The only things open, of the five or so businesses in town were the Kwik-Mart and this other thing. Outside of the Kwik-Mart were a bunch of kids hanging out. Can't be much else to do on a Friday night in Canso. Either that or hang out in front of the high school. Which they then did, right across the street.
The other thing open looked like a cool old brick building on the outside, but is all these cubicles on the inside with what looked like telemarketers sitting in them. Maybe just way to create jobs for people now that the fish are all gone.
Walk, walk, walk then back home.
The internet works so I write, she reads.
All is good.



Halifax pt.2: last night

Oh wow, what a day - but first, last night. 
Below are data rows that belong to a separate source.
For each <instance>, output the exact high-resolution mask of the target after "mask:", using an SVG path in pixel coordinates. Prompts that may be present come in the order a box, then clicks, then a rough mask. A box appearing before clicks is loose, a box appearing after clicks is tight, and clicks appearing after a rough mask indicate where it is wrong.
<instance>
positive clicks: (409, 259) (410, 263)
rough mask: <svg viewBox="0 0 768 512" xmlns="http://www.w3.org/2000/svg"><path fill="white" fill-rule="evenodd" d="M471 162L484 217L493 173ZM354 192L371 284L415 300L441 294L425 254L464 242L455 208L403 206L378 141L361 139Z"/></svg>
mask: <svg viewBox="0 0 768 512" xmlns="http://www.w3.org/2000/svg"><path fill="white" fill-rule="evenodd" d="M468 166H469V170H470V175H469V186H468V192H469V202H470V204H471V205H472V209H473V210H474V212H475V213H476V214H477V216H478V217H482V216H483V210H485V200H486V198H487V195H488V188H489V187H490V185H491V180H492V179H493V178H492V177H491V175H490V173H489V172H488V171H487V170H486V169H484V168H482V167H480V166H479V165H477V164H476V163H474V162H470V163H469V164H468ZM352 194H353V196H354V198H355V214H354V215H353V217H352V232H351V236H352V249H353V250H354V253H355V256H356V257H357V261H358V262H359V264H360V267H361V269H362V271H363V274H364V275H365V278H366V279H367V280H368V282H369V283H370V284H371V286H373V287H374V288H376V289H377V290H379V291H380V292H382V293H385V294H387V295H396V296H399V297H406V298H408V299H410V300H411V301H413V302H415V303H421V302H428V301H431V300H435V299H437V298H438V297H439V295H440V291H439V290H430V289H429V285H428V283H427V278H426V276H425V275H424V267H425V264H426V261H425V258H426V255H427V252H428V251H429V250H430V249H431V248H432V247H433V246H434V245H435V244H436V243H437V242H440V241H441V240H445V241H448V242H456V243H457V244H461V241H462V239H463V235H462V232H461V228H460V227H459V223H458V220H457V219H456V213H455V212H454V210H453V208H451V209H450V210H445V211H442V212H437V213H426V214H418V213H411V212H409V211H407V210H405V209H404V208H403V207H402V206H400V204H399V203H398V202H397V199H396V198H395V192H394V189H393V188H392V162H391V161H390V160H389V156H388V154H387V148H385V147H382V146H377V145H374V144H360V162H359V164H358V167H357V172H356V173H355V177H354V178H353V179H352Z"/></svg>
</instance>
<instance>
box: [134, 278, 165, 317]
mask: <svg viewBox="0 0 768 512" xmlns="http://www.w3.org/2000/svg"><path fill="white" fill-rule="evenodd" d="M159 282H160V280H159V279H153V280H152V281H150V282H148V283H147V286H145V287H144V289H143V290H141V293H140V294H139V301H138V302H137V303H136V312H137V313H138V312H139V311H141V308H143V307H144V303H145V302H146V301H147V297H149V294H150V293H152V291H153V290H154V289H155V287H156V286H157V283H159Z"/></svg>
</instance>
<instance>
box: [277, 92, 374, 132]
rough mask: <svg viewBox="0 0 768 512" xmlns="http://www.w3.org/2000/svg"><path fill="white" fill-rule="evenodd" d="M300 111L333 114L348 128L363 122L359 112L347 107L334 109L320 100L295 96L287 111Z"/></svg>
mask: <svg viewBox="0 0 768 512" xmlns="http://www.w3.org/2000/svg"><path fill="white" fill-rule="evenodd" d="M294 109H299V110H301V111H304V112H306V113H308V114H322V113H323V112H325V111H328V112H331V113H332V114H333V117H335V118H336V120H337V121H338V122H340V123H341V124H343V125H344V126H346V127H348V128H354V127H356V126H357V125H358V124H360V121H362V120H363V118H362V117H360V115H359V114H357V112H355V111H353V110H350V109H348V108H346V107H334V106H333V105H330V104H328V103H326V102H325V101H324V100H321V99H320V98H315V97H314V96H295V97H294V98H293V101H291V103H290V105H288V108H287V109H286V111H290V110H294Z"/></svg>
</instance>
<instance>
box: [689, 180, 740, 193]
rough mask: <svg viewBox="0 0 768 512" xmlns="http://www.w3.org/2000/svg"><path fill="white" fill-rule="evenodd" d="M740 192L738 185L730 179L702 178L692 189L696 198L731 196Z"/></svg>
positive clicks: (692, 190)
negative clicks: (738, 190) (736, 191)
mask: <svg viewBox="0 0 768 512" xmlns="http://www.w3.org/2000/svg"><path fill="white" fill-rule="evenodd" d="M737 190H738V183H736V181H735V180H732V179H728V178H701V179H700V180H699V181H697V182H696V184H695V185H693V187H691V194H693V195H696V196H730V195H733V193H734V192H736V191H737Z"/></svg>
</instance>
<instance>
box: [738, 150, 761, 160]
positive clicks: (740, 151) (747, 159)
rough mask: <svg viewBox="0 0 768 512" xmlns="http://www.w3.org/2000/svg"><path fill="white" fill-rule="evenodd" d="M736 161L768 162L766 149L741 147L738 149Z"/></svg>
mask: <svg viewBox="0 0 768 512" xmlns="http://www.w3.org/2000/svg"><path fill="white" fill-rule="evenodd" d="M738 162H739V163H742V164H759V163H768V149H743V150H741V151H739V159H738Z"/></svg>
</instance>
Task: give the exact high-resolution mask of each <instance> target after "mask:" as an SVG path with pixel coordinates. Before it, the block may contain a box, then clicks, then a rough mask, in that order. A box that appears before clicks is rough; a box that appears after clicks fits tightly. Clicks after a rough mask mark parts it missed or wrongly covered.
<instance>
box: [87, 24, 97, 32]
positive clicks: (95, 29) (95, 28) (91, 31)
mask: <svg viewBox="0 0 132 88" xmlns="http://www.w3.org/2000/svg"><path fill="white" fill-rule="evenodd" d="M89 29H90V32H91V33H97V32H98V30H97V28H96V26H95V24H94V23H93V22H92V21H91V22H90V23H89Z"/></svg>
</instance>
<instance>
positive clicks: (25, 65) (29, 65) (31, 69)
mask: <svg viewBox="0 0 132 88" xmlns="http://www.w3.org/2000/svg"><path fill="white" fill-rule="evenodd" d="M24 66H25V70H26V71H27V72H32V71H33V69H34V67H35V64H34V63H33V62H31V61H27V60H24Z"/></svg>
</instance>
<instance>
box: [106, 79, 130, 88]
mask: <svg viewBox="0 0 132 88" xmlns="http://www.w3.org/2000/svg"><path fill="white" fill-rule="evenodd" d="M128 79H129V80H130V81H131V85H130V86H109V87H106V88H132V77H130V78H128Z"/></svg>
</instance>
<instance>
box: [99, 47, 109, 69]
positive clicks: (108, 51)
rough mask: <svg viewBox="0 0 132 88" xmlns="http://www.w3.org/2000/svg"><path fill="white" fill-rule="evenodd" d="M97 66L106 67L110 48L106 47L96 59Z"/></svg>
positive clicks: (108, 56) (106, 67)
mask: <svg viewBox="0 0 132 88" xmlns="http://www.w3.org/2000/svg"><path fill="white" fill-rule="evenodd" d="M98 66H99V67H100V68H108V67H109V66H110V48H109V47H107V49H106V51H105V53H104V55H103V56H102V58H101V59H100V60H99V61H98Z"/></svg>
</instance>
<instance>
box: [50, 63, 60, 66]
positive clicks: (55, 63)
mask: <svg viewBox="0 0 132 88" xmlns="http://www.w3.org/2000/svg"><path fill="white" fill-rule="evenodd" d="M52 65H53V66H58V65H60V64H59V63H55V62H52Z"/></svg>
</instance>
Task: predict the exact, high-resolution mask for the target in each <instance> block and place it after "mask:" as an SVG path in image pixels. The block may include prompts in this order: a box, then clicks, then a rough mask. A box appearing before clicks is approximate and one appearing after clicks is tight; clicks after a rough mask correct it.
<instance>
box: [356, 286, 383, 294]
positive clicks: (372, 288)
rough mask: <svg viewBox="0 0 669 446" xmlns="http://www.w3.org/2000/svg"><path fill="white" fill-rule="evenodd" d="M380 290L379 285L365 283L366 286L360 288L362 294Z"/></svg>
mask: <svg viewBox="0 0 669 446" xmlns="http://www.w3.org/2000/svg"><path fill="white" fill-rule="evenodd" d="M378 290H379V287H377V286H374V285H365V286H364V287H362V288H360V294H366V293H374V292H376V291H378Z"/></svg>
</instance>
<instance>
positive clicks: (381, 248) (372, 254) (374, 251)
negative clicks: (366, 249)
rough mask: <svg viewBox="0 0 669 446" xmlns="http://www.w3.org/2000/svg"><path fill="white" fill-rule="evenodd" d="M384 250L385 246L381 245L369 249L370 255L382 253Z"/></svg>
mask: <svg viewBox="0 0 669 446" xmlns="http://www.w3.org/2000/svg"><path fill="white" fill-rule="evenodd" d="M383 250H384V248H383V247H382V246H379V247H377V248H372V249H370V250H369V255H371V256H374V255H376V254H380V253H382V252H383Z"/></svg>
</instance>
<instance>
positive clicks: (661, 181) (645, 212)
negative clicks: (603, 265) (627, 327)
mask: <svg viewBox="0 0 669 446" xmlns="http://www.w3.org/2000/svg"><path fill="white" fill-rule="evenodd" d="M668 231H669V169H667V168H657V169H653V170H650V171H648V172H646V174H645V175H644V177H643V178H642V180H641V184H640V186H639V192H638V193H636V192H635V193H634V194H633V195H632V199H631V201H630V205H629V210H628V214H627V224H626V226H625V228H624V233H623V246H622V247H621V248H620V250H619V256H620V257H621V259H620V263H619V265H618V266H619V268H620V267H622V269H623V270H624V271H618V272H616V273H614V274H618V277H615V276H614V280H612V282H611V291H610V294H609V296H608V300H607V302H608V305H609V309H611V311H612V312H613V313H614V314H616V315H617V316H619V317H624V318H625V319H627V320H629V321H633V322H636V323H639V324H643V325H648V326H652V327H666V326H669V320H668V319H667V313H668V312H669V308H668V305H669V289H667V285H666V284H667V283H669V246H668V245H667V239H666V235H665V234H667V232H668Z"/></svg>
We walked to downtown, about 15 minutes away.  Downtown is pretty small.  It doesn't seem like it's as big as a city should be.  Obviously, coming from NYC, I'm totally skewed.  I was saying to my dad that when I was there last, it seemed like a really really big city.  
Goes to show. 
We saw tons of bars, but they were all spilling college kids out into the streets.  We headed to one that we had read about, but it was a 5 buck cover charge, had bouncers and getting near the bar looked impossible.  So we found a cool looking quiet place and had a few drinks.  Turns out the place opened only a week earlier.  It was totally nice, a nice enough guy kept talking to us and in the end we reserved tickets for a concert on Monday night when we'll be back in Halifax.
Back to the room, crashed. After we moved the creepy doll from the bed. Yep.